Tüm bu olumsuzluklara rağmen özellikle bizim ülkemizde başta deprem olmak üzere sel, yangın, müsilaj gibi pek çok ülkede sık karşılaşılmayan tabii afetleri de ortaya koyarsak eğer ülke olarak çok zor bir dönemden geçmeye çalış tığımızı söyleyebiliriz.
Yaşanan tüm bu olumsuzluklara rağmen kısıtlı olanakları ile beraber yüce devletimizin en kısa sürede felakete uğrayan vatandaşlarımızın yanında bulunarak onlara gereken desteğin verilemesindeki yaklaşımlarını iyi biliyoruz.
Ve son günlerde yaşanan iki bebek olayına baktığımızda da iyi bir çalışma gördüğümüzü düşünüyorum.
Özellikle Hollanda’da yaşayan Faslı bir annenin hastanede tedavi görmekte olan bebeği ile ilgili olarak sosyal medyadan yaptığı çağrıya Türkiye olarak devletimizin cevap vermesini çok olumlu bakanlardanım.

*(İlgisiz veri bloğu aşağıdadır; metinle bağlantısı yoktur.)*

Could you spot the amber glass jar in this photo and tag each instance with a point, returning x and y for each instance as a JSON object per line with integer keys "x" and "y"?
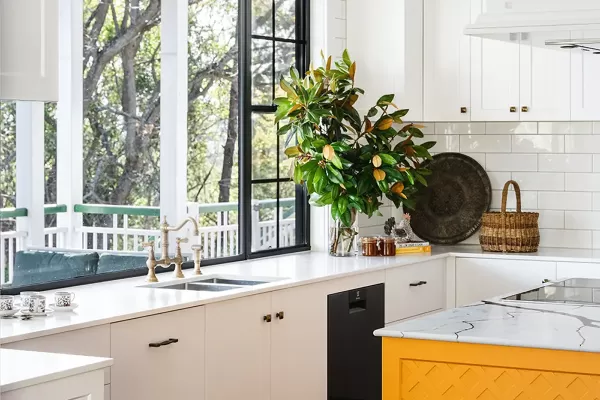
{"x": 388, "y": 246}
{"x": 369, "y": 246}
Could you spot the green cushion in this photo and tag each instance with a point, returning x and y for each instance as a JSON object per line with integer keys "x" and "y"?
{"x": 32, "y": 267}
{"x": 120, "y": 262}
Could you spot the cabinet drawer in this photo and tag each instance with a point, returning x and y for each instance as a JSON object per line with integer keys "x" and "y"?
{"x": 414, "y": 289}
{"x": 162, "y": 371}
{"x": 94, "y": 342}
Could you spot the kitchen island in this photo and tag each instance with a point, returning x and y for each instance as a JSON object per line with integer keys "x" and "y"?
{"x": 498, "y": 349}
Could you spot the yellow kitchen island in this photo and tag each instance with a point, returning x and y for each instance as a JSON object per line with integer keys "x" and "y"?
{"x": 495, "y": 350}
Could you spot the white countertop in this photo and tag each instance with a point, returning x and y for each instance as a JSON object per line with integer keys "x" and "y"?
{"x": 20, "y": 369}
{"x": 497, "y": 322}
{"x": 119, "y": 300}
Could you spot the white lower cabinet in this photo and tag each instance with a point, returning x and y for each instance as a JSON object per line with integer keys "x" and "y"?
{"x": 577, "y": 270}
{"x": 238, "y": 349}
{"x": 159, "y": 357}
{"x": 479, "y": 279}
{"x": 414, "y": 289}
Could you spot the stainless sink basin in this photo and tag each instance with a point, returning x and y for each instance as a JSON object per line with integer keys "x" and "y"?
{"x": 200, "y": 287}
{"x": 215, "y": 283}
{"x": 229, "y": 281}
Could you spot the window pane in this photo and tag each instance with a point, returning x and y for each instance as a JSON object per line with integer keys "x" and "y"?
{"x": 264, "y": 203}
{"x": 213, "y": 167}
{"x": 121, "y": 123}
{"x": 262, "y": 72}
{"x": 262, "y": 17}
{"x": 285, "y": 57}
{"x": 264, "y": 146}
{"x": 285, "y": 19}
{"x": 287, "y": 214}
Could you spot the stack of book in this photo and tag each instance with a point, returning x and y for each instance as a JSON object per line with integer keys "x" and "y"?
{"x": 412, "y": 248}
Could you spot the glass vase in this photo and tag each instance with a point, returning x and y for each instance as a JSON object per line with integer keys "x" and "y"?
{"x": 343, "y": 240}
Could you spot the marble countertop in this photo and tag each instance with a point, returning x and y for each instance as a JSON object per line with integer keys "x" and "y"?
{"x": 21, "y": 369}
{"x": 119, "y": 300}
{"x": 508, "y": 323}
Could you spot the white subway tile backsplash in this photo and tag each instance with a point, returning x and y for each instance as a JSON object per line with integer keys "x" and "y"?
{"x": 565, "y": 128}
{"x": 485, "y": 144}
{"x": 509, "y": 128}
{"x": 554, "y": 181}
{"x": 582, "y": 220}
{"x": 538, "y": 144}
{"x": 565, "y": 162}
{"x": 498, "y": 179}
{"x": 566, "y": 238}
{"x": 582, "y": 182}
{"x": 445, "y": 143}
{"x": 565, "y": 201}
{"x": 582, "y": 144}
{"x": 529, "y": 200}
{"x": 460, "y": 128}
{"x": 511, "y": 162}
{"x": 557, "y": 165}
{"x": 551, "y": 219}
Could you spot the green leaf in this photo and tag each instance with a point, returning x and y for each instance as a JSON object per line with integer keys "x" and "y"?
{"x": 334, "y": 175}
{"x": 319, "y": 180}
{"x": 387, "y": 159}
{"x": 337, "y": 162}
{"x": 298, "y": 175}
{"x": 385, "y": 100}
{"x": 342, "y": 204}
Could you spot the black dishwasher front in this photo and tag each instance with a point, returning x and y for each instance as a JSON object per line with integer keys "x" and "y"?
{"x": 353, "y": 353}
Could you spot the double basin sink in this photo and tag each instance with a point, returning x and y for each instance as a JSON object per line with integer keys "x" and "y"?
{"x": 214, "y": 283}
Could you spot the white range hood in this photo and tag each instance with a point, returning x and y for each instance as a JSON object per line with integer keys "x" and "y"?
{"x": 501, "y": 17}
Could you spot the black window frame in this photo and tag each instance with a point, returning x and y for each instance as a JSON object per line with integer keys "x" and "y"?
{"x": 246, "y": 109}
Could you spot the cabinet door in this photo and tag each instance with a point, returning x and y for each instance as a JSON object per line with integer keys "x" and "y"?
{"x": 299, "y": 343}
{"x": 385, "y": 37}
{"x": 585, "y": 80}
{"x": 577, "y": 270}
{"x": 495, "y": 78}
{"x": 414, "y": 289}
{"x": 29, "y": 50}
{"x": 238, "y": 349}
{"x": 171, "y": 371}
{"x": 545, "y": 78}
{"x": 447, "y": 60}
{"x": 480, "y": 279}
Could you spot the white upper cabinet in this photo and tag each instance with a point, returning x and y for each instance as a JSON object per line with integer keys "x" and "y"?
{"x": 29, "y": 50}
{"x": 545, "y": 78}
{"x": 447, "y": 60}
{"x": 385, "y": 37}
{"x": 585, "y": 80}
{"x": 495, "y": 78}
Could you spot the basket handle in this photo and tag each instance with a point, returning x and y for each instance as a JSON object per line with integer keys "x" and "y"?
{"x": 505, "y": 195}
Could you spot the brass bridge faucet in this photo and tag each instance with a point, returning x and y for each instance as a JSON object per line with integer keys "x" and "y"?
{"x": 165, "y": 261}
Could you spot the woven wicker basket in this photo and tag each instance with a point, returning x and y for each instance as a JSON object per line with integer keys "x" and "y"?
{"x": 514, "y": 232}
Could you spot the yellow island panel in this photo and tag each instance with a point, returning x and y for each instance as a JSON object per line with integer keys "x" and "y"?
{"x": 431, "y": 370}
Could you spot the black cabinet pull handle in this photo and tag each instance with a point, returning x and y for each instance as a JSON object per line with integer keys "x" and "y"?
{"x": 165, "y": 343}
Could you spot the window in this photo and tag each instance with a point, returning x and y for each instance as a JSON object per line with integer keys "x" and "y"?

Bu bağlamda Hollanda’ya gönderilen bir ambulans uçakla Türkiye’ye getirilen ve tedavi altına alınan bebek için de iyi dileklerimizi sunuyoruz.
Bir diğer bebeğimiz de Pendik’te sokağa terk edilen Nisa bebeğimizle ilgiliydi Annesi tarafından sokağa terk edilen bebeğin Acil Tıp Teknikeri Büşra Durmaz tarafından bulunup hastane de tedavi altına alınmasıyla ilgiliydi bu haberde Dileriz her iki bebeğimizin de tedavisi olumluya dönerek sağlıklı bir yaşama kavuşurlar.

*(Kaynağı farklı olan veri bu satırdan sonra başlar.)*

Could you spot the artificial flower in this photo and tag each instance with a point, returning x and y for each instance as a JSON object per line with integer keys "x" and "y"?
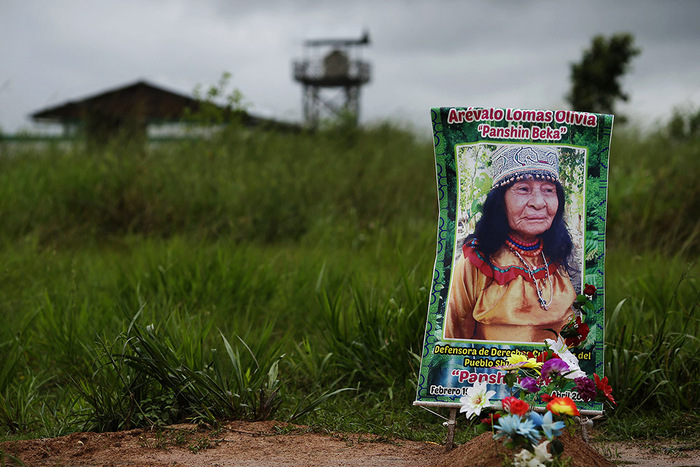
{"x": 512, "y": 425}
{"x": 476, "y": 399}
{"x": 586, "y": 388}
{"x": 562, "y": 406}
{"x": 561, "y": 350}
{"x": 604, "y": 387}
{"x": 541, "y": 356}
{"x": 589, "y": 291}
{"x": 515, "y": 406}
{"x": 529, "y": 384}
{"x": 555, "y": 366}
{"x": 549, "y": 427}
{"x": 518, "y": 360}
{"x": 575, "y": 332}
{"x": 542, "y": 453}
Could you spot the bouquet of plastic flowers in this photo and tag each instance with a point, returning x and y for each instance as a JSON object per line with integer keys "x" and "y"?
{"x": 538, "y": 380}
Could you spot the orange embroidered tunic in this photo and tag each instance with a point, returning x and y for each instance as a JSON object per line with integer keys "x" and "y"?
{"x": 501, "y": 303}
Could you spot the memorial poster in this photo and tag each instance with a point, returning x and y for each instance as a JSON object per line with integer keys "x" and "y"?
{"x": 520, "y": 245}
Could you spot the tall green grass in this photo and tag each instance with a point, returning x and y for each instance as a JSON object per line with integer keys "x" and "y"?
{"x": 286, "y": 276}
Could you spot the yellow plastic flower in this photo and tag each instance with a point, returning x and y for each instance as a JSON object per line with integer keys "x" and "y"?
{"x": 562, "y": 406}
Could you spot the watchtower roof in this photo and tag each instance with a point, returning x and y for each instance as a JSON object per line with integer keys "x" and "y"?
{"x": 336, "y": 35}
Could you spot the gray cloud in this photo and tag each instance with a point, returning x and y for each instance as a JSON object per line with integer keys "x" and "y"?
{"x": 505, "y": 53}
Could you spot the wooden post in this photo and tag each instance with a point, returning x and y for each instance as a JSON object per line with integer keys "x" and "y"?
{"x": 450, "y": 443}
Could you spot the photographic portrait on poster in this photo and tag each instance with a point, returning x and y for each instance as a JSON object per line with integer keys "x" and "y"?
{"x": 518, "y": 251}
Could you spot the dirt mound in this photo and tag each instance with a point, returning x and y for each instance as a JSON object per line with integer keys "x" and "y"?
{"x": 273, "y": 443}
{"x": 484, "y": 451}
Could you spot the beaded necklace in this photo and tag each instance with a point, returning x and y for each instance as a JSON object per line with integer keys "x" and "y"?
{"x": 530, "y": 271}
{"x": 525, "y": 249}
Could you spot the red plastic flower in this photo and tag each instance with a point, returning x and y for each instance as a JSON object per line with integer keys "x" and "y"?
{"x": 589, "y": 290}
{"x": 515, "y": 406}
{"x": 540, "y": 357}
{"x": 562, "y": 406}
{"x": 604, "y": 387}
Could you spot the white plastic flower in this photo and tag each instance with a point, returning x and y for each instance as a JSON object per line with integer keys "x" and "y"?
{"x": 541, "y": 452}
{"x": 559, "y": 347}
{"x": 476, "y": 399}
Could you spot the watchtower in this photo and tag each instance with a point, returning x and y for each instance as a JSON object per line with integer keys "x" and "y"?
{"x": 331, "y": 73}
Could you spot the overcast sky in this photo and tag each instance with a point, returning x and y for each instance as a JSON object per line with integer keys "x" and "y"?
{"x": 500, "y": 53}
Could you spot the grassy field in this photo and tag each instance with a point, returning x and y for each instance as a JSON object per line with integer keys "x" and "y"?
{"x": 262, "y": 275}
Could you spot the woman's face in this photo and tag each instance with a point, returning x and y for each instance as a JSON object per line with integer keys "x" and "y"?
{"x": 531, "y": 206}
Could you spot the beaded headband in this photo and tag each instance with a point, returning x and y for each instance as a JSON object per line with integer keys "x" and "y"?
{"x": 511, "y": 163}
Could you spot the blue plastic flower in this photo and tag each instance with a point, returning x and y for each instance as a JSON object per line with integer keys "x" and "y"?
{"x": 549, "y": 427}
{"x": 536, "y": 418}
{"x": 512, "y": 425}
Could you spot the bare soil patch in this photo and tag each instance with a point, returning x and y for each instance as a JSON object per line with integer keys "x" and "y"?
{"x": 274, "y": 443}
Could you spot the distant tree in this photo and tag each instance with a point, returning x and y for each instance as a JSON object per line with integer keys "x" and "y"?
{"x": 595, "y": 80}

Aynı şekilde salgın döneminde de tedavileri zora giren vatandaşlarımızın ambulans uçaklarla Türkiye’ye getirilerek tedavilerinin yapıldığını, yine salgın nedeniyle zora düşen binlerce vatandaşımızın ülkemize taşınarak ücretsiz karantinalara alındığını da iyi hatırlıyoruz.
Hele hele son dönemlerde yaşanan yangın, sel ve deprem felaketlerinde zarar gören vatandaşlarımızın hemen yanında olan, onların ihtiyaçlarını görmede yardımcı olan bir devlet anlayışına da tanık olduk.
Demem o ki ister yurt içinde isterse yurt dışında olsun zora düşen tüm vatandaşları için hemen harekete geçerek çözüm üretebilen bir sosyal devlet olma anlayışını hayata geçirmek laflarla, sloganlarla değil güncel hayat içindeki gerçek çalışmalarla ancak ortaya konulabildiğini de görmemiz gerekiyor.